In this post: Understanding a proof about nested nonempty connected compact subsets they threat the case when every connected subspace is also closed and $X$ is compact.
Is there any related proof about general non compact and non closed connected subsets?
If not are there any counter examples available? I mean a nested sequence of nonempty connected subset such that the intersection is not connected. Thanks in advance.

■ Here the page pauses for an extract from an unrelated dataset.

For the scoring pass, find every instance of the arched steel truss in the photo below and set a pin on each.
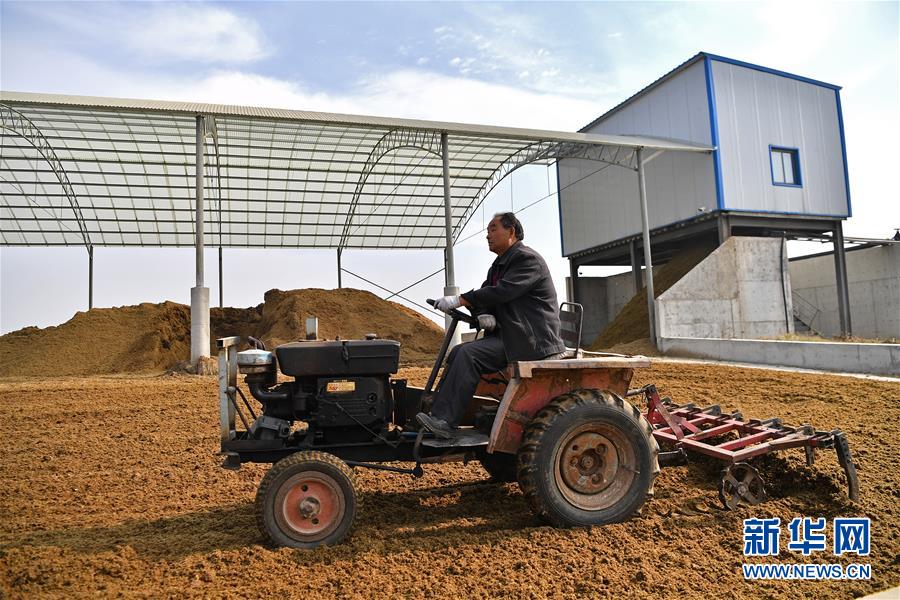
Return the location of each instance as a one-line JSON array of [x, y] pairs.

Here's another example of a family of nested, connected, non-compact sets that have a disconnected intersection, this time in a metric space.
Consider $\ell^2$, the vector space of real, square-summable sequences, with the usual norm $\|(x_n)\| = \sqrt{\sum x_n^2}$. Let $X$ be the unit sphere of $\ell^2$, specifically the set of points $(x_n)$ where $\|(x_n)\| = 1$. Further, for each $n \ge 1$, let $$X_n = \{(x_m)_{m=1}^\infty \in X : x_2 = x_3 = \ldots = x_{n+1} = 0\}.$$ Then $X_n$ is (path) connected. It's a bit messy coming up with specific paths connecting any two points, but there is a trick you can use.
Suppose $(x_m) \in X_n \setminus \{-(e_m)\}$. Let $(e_m)$ be the point in $\ell^2$ such that $e_1 = 1$ and $e_m = 0$ for $m > 1$. For $K > 0$, consider the point $$(y_m) = \frac{(x_m) + K(e_m)}{\|(x_m) + K(e_m)\|} \in X_n.$$ As $K \to \infty$, $(y_m) \to (e_m)$ continuously, proving that $(e_m)$ is in the same connected component as $(x_m)$.
If $(x_m) = -(e_m)$, then form a continuous path: $$t \mapsto (\cos(t), 0 \ldots, 0, \sin(t), 0 \ldots) \quad t \in [0, \pi],$$ where the $\sin(t)$ term occurs in the $(n+2)$th coordinate, from $(e_m)$ to $-(e_m)$, completing the proof that $X_n$ is connected.
Now, $$\bigcap_{n=1}^\infty X_n = \{(x_m) \in X : x_m = 0 \; \forall m > 1\} = \{(e_m), -(e_m)\},$$ which is disconnected.
An easier counter-example would be taking
$$X_i=\Bbb R^2\setminus\left(R_i\times\{0\}\right)$$
where
$$R_i=\{x\in \Bbb R\mid x<i\} \text{ (the left ray)}$$
Then
$$\bigcap_{i\in \Bbb N} X_i=\text{upper open half plane + lower open half plane}$$
Cleraly it's not connected.